The Spiritual Meaning of Salt

Parashah: 
Vayikra
Date: 
Sat, Mar 12, 2011

In a 2002 New York Times best-seller called Salt- A World History, the author Mark Kurlansky informs us that salt is more than the simple food additive that appears on our tables.  He documents that wars have been fought over it; it has been used as currency; governements have been formed and have fallen because of it; and it has been one of the most valuable and sought-after commodities the world has ever seen.  The ancient Chinese, Egyptians, and Celts were some of the peoples of history who developed methods to produce salt and to bring it to market.  Today, salt is one of the newer gourmet products available.  You can get Himalayan Pink Salt, Grey Sea Salt from France, and Hawaiian Red Salt.  The color, characteristics, shape, and flavor depend on the area in which it is harvested.  Kosher salt is one of the most popular of the gourmet salts on the market due to its coarseness and texture.  What does salt have to do with Vayikra?

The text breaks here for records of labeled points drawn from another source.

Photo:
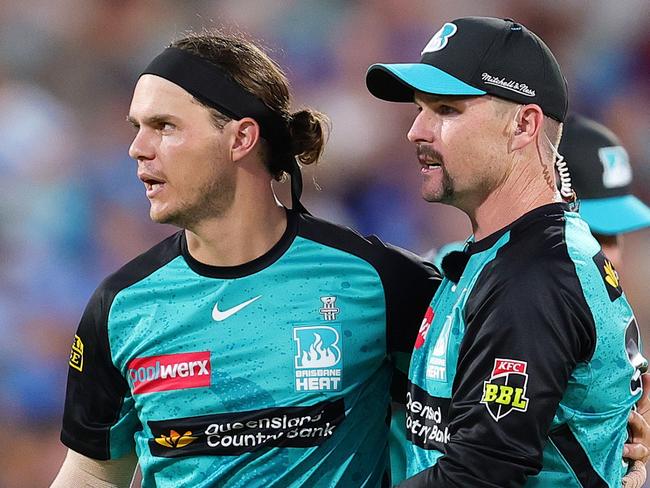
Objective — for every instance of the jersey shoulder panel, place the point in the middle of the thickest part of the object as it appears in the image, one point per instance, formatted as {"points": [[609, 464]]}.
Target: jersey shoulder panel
{"points": [[409, 282], [96, 390]]}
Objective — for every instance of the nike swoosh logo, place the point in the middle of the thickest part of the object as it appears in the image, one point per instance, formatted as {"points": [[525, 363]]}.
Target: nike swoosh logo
{"points": [[219, 315]]}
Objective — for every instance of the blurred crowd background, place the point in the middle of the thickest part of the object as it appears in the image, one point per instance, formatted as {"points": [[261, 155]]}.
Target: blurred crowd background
{"points": [[71, 207]]}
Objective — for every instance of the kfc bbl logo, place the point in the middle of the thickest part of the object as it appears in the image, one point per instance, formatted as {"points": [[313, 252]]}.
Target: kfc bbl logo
{"points": [[505, 391]]}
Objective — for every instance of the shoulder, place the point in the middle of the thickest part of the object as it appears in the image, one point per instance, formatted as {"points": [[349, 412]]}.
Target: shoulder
{"points": [[140, 267], [384, 257]]}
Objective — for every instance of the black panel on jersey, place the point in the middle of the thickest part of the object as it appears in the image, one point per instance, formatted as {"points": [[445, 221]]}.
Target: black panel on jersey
{"points": [[103, 389], [409, 282], [577, 458], [551, 334], [251, 267]]}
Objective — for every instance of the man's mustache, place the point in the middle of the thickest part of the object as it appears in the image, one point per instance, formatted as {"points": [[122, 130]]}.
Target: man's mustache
{"points": [[427, 152]]}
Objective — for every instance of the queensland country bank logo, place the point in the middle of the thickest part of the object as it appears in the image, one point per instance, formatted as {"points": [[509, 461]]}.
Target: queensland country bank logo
{"points": [[175, 440], [505, 390], [169, 372], [318, 358]]}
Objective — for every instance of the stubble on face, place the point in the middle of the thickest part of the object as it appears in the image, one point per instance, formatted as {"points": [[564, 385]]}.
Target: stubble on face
{"points": [[210, 200]]}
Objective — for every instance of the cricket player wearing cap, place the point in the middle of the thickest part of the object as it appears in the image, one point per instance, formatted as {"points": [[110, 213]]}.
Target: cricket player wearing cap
{"points": [[527, 364], [601, 175], [256, 346]]}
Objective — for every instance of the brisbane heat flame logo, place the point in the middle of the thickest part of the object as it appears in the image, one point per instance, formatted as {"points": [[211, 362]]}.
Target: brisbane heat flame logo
{"points": [[318, 359]]}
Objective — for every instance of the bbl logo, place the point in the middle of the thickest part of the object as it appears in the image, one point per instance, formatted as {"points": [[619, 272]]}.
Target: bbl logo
{"points": [[318, 358], [505, 391]]}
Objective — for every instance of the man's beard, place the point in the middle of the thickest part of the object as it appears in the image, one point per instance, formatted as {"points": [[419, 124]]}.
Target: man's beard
{"points": [[212, 200], [447, 191]]}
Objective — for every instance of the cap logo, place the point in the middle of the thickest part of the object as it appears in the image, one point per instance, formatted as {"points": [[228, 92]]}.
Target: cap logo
{"points": [[440, 38], [511, 85], [616, 166]]}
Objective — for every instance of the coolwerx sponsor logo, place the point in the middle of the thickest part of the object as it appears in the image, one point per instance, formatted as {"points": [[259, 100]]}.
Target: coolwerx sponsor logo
{"points": [[232, 434], [169, 372], [426, 422]]}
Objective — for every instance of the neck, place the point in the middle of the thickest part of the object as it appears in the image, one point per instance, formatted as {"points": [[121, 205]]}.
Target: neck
{"points": [[520, 192], [254, 223]]}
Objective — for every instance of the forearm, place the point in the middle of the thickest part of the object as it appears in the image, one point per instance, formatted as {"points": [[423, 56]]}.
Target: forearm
{"points": [[84, 472]]}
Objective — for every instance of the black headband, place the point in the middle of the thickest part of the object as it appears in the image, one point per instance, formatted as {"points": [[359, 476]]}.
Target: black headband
{"points": [[211, 85]]}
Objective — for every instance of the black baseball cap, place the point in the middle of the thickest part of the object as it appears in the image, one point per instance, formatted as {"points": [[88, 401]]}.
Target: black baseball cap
{"points": [[601, 176], [476, 56]]}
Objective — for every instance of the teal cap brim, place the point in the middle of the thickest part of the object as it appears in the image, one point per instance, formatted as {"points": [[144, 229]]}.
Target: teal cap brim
{"points": [[397, 82], [615, 215]]}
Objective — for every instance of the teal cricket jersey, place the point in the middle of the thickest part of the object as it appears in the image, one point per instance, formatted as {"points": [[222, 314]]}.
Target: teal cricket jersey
{"points": [[527, 364], [275, 373]]}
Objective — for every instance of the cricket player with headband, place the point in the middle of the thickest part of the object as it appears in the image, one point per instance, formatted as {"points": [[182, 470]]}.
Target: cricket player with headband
{"points": [[256, 346]]}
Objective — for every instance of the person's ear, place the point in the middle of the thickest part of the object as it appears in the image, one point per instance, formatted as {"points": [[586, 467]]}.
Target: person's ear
{"points": [[528, 124], [246, 134]]}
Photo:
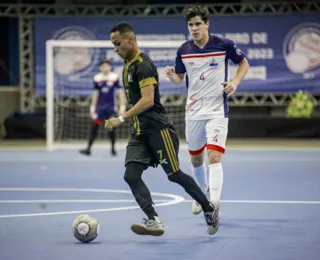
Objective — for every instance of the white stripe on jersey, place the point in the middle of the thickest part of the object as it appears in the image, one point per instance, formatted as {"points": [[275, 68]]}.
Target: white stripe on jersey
{"points": [[206, 73]]}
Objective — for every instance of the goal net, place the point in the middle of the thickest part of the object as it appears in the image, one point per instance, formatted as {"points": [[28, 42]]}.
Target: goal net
{"points": [[70, 67]]}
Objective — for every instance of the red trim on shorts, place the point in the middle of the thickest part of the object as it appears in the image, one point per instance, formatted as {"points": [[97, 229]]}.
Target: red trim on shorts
{"points": [[97, 122], [215, 148], [198, 151]]}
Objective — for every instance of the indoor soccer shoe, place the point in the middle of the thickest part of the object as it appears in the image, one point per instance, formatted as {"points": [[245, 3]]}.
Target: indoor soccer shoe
{"points": [[212, 219], [85, 152], [148, 227], [196, 207]]}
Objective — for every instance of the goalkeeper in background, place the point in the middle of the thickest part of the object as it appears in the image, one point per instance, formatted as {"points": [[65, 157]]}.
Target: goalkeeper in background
{"points": [[108, 100]]}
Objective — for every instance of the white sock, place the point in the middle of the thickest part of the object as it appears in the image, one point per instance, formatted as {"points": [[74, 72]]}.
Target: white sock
{"points": [[200, 176], [215, 181]]}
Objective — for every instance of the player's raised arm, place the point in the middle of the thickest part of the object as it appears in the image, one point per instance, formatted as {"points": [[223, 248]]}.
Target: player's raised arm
{"points": [[175, 78], [237, 57], [176, 74], [146, 101], [94, 100]]}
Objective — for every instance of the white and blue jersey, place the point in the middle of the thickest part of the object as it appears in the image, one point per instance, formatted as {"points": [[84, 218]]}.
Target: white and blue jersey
{"points": [[206, 69]]}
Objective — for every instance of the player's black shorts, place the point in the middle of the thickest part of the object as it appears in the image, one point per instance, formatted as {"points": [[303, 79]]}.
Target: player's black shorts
{"points": [[153, 149]]}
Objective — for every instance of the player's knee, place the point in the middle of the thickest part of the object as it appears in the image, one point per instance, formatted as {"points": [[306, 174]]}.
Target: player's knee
{"points": [[175, 176], [133, 172], [214, 156], [196, 160]]}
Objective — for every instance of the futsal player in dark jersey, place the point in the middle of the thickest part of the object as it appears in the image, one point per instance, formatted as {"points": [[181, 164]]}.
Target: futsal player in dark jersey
{"points": [[153, 139], [107, 101]]}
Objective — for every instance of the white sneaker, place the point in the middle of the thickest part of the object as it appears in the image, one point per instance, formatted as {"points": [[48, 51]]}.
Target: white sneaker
{"points": [[196, 208], [148, 227]]}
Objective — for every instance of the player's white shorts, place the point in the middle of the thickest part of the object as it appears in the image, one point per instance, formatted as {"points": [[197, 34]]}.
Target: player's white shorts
{"points": [[209, 133]]}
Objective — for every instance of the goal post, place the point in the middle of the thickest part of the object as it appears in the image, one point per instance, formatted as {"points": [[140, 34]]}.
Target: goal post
{"points": [[70, 67]]}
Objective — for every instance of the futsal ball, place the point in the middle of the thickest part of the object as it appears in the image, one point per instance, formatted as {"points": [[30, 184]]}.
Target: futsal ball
{"points": [[85, 228]]}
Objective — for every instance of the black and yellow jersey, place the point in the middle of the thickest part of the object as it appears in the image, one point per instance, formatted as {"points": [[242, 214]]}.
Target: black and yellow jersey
{"points": [[138, 73]]}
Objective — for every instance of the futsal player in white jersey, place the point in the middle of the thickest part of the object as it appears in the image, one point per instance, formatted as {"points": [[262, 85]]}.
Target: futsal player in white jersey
{"points": [[204, 61]]}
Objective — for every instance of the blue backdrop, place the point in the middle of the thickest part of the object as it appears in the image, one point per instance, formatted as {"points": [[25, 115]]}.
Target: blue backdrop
{"points": [[283, 50]]}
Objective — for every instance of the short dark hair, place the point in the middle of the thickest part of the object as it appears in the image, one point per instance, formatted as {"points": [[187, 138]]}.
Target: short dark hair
{"points": [[105, 62], [122, 28], [194, 11]]}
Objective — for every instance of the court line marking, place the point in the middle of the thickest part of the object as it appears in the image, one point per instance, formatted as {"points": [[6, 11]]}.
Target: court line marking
{"points": [[184, 160], [165, 201], [71, 201], [175, 200], [311, 202]]}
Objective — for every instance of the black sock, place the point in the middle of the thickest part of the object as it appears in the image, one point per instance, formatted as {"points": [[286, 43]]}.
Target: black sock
{"points": [[112, 136], [192, 188], [139, 189], [93, 134]]}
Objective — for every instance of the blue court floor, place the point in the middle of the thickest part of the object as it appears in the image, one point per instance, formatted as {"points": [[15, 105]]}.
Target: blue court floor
{"points": [[269, 211]]}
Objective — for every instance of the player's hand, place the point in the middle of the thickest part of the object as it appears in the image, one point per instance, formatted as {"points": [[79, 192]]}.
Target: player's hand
{"points": [[229, 87], [168, 71], [93, 115], [111, 123]]}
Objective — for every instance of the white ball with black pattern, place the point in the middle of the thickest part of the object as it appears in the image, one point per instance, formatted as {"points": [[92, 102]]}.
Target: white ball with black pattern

In Perek Beis, Pasuk yud gimel, the Torah says, Al kol korbankha takriv melach.  All of the sacrifices had to be seasoned with salt.  V'lo tashbis melach bris Elokekha.  G-d's Covenant of Salt shall not cease from your offering.  Rashi explains that the covenant relating to salt goes back to Creation.  On day 2, G-d split the upper waters from the lower waters.  The lower waters complained that they were far away from G-d while the upper waters were closer.  In respone G-d said not to worry.  The lower waters from the oceans will be used as a libation upon the altar and will rise heavenward each day.  The salt in the ocean would also be used to season the offerings.

In commentaries there are three approaches to understanding the presence of salt on the altar.  First, salt adds flavor; not that G-d has to "taste" the offering, but in human terms we present to G-d that which is palatable to us.  Second, salt functions as a preservative.  On the altar, the salt serves to preserve the covenant between G-d and Israel.  Third, salt enhances the natural flavor of food.  When we taste salt on our tongues, our tase buds get stimulated so that we taste in a more intense way the flavor of the food we are eating at that moment. 

This explanation can be applied in the context of our service of G-d.  All of us have natural abilities according to our particular leanings.  Adding "spiritual salt" we will enhance our natural characteristics.  On Shabbat we commemorate this practice by adding salt to our challah, becasue our table becomes an altar to G-d.  Let's stimulate our spiritual qualities, and may our service always be pleasing in the sight of G-d.